5. Il résulte de ce qui précède, sans qu’il soit besoin d’examiner la fin de non-recevoir opposée par M. A..., que le CNAPS n’est pas fondé à soutenir que c’est à tort que, par le jugement attaqué, le tribunal administratif de Nancy a annulé la décision du 9 juin 2022.

Sur les frais de l’instance :

6. Les dispositions de l’article L. 761-1 du code de justice administrative font obstacle à ce qu’une somme soit mise à la charge de M. A..., qui n’est pas la partie perdante, en application de l’article L. 761-1 du code de justice administrative.

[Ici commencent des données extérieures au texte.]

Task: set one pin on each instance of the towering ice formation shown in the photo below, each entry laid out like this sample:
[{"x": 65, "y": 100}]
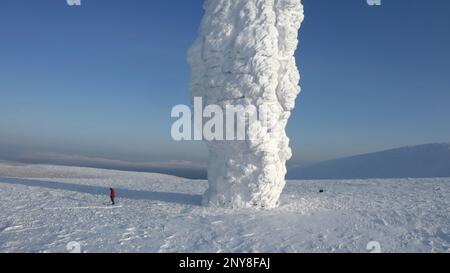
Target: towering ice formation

7. Il y a lieu, dans les circonstances de l’espèce, de mettre à la charge du CNAPS une somme de 2 000 euros au titre des frais exposés par M. A... et non compris dans les dépens.

D E C I D E :

Article 1er : La requête du Conseil national des activités privées de sécurité est rejetée.

Article 2 : Le Conseil national des activités privées de sécurité versera la somme de 2 000 euros à M. A... sur le fondement des dispositions de l’article L. 761-1 du code de justice administrative.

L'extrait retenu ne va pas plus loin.